The Chart Says Conviction Has Yet to Return
Despite Wednesday’s rally, the QCOM chart shows signs of indecision. The stock peaked near $260 in May and has been carving lower highs and lower lows since. The 50-day simple moving average at $197.75 has acted as a battleground rather than a launchpad. Friday’s surge took shares back above that level on volume of more than 23 million.
The MACD indicator, however, remains bearish on a daily basis. The MACD line at 1.33 sits below the signal line at 4.57. The histogram is negative at -3.24. That configuration typically suggests momentum has not yet flipped back in favor of the bulls, even with the strong intraday move.
Options traders appear to be positioning for sharp movement in either direction. The July 31 expiration shows implied volatility above 78% across the call chain and similar levels on puts. The largest open interest in the high-volume calls sits near the $200 strike, with active put hedging at $190 and $180. That pricing implies an expected move of roughly 12% to 15% through expiration. Traders are clearly bracing for an outsized reaction to the August earnings print.
The Bear Case: Why 26x Earnings May Still Be Right
The skeptical view starts with timing. The Dragonfly C1000 microprocessor will be available in 2028. That means none of Meta or Microsoft’s revenue will contribute meaningfully to the next two fiscal years. The all-stock Modular acquisition is valued at $3.92 billion and is expected to close in the second half of 2026, introducing near-term dilution that hits earnings now rather than later.

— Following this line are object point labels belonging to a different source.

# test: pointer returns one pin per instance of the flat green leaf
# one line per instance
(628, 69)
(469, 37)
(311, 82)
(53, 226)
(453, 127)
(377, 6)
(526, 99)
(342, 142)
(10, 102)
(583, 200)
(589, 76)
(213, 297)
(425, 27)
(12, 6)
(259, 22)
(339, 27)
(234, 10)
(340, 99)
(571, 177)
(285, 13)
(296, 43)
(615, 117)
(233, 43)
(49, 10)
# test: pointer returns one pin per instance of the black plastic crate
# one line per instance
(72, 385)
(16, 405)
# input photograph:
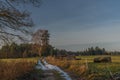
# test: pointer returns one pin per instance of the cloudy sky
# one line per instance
(79, 24)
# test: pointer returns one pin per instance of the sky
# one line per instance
(79, 24)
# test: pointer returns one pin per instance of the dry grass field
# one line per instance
(10, 69)
(87, 69)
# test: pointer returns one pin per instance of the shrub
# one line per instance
(102, 59)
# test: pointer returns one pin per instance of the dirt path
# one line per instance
(48, 75)
(51, 72)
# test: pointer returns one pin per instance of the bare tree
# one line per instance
(41, 37)
(41, 40)
(14, 21)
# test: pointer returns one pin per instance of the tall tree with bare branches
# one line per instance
(14, 21)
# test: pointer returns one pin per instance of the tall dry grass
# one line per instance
(10, 70)
(88, 69)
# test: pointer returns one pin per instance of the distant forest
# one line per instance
(32, 50)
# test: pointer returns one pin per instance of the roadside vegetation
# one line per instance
(87, 69)
(14, 69)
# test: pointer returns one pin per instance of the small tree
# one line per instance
(41, 39)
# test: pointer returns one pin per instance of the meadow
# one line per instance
(12, 69)
(87, 69)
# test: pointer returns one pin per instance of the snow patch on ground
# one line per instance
(47, 66)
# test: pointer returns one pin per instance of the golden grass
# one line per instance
(87, 69)
(10, 69)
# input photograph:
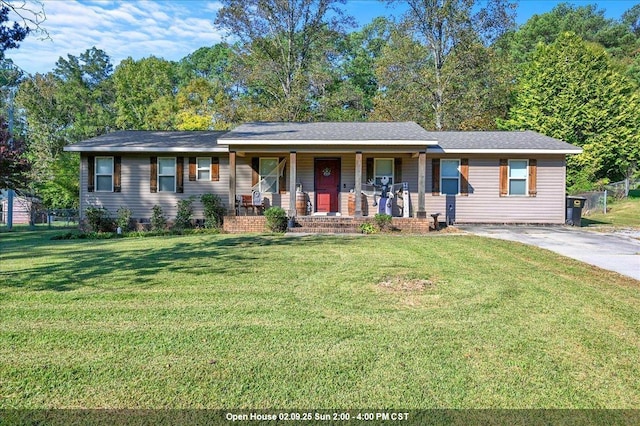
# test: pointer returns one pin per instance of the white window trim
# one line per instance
(104, 174)
(441, 178)
(375, 168)
(199, 169)
(261, 176)
(526, 178)
(175, 167)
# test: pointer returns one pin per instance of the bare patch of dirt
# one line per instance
(402, 283)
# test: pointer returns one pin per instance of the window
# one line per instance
(104, 174)
(518, 177)
(383, 167)
(167, 174)
(450, 177)
(204, 168)
(268, 175)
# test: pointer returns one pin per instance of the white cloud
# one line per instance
(137, 29)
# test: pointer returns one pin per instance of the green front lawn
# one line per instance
(260, 321)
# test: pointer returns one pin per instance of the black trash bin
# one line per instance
(574, 210)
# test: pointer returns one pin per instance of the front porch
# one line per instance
(316, 183)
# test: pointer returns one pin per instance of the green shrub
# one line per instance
(124, 218)
(276, 219)
(185, 214)
(213, 211)
(158, 221)
(383, 221)
(98, 219)
(368, 228)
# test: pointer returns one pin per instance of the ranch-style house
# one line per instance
(319, 170)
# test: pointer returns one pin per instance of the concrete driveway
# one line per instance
(615, 251)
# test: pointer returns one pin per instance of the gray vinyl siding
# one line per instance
(136, 194)
(484, 203)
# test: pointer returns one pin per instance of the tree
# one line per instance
(447, 27)
(10, 35)
(587, 21)
(72, 103)
(145, 94)
(14, 166)
(631, 18)
(203, 105)
(280, 42)
(571, 90)
(350, 90)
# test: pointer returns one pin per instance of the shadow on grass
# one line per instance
(70, 265)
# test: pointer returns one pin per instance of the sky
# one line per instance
(172, 29)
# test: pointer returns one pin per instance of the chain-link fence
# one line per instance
(621, 189)
(595, 202)
(40, 218)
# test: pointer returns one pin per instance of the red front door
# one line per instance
(327, 185)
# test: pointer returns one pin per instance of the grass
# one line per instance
(622, 213)
(261, 321)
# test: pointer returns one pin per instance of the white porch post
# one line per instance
(422, 183)
(358, 184)
(231, 210)
(292, 183)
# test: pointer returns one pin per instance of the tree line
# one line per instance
(570, 73)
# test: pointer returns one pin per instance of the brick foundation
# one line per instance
(240, 224)
(319, 224)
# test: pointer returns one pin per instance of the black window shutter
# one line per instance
(91, 173)
(369, 170)
(397, 171)
(180, 175)
(153, 174)
(117, 174)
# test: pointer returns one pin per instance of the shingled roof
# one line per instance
(149, 141)
(327, 134)
(499, 142)
(327, 131)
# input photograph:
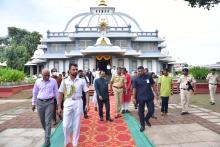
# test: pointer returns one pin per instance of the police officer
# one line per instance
(143, 85)
(71, 90)
(185, 81)
(101, 88)
(82, 76)
(213, 80)
(59, 80)
(118, 85)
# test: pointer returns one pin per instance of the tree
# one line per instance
(21, 47)
(30, 41)
(22, 37)
(16, 56)
(207, 4)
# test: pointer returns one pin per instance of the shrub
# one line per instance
(11, 75)
(199, 73)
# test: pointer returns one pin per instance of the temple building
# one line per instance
(100, 37)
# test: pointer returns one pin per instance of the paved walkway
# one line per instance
(201, 128)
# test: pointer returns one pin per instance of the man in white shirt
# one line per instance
(213, 79)
(185, 82)
(71, 90)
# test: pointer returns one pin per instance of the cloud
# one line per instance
(191, 33)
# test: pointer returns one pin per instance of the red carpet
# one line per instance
(102, 133)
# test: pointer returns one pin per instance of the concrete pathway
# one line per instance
(201, 128)
(173, 133)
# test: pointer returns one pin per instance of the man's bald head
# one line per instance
(46, 74)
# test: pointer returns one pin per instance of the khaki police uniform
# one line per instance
(184, 92)
(118, 82)
(213, 83)
(73, 107)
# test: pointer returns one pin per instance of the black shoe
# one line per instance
(148, 123)
(127, 111)
(142, 128)
(109, 119)
(183, 113)
(154, 117)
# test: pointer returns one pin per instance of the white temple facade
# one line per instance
(100, 37)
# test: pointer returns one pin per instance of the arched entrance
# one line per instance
(102, 62)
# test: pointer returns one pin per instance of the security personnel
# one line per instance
(185, 92)
(118, 85)
(143, 85)
(59, 80)
(71, 90)
(101, 87)
(82, 76)
(213, 80)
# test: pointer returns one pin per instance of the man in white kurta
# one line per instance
(71, 90)
(185, 92)
(213, 80)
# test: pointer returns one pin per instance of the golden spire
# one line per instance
(102, 3)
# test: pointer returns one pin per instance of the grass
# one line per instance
(201, 100)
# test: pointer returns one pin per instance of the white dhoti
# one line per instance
(212, 92)
(185, 96)
(94, 99)
(72, 111)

Smartphone exposure remains the dominant near-term variable. Management guided fiscal Q3 revenue of $9.2 billion to $10.0 billion and non-GAAP EPS of $2.10 to $2.30. Both numbers sit below the company’s fiscal Q2 results of $10.6 billion and $2.65. CEO Cristiano Amon has said China handset shipments should bottom in Q3 before recovering, but memory price inflation continues to pressure Chinese OEMs.
Competition is also intensifying. Broadcom reported $10.8 billion in AI-related revenue in its most recent quarter, up 143% year over year, while Marvell is guiding to 40% growth for the current year. Even Intel and AMD have server CPUs with core counts comparable to Dragonfly’s 250-plus design, and those parts ship years before Qualcomm’s.
Bottom Line: The Setup Favors Patience, Not Conviction
Qualcomm has given long-term investors a credible bull case. Real customer commitments from Meta and Microsoft, ambitious financial targets above current consensus, and a software acquisition that addresses a known weakness all support the thesis. The stock still trades at a discount to AI infrastructure peers, which keeps the “undervalued” framing in play.
The bear case is just as easy to assemble. Data center revenue is years away, the Modular deal is dilutive, and smartphones remain the swing factor for the next several quarters. With earnings on the calendar in early August and options markets pricing in a double-digit percentage move, QCOM is likely to keep behaving more like a trader’s vehicle than a buy-and-hold compounder in the near term.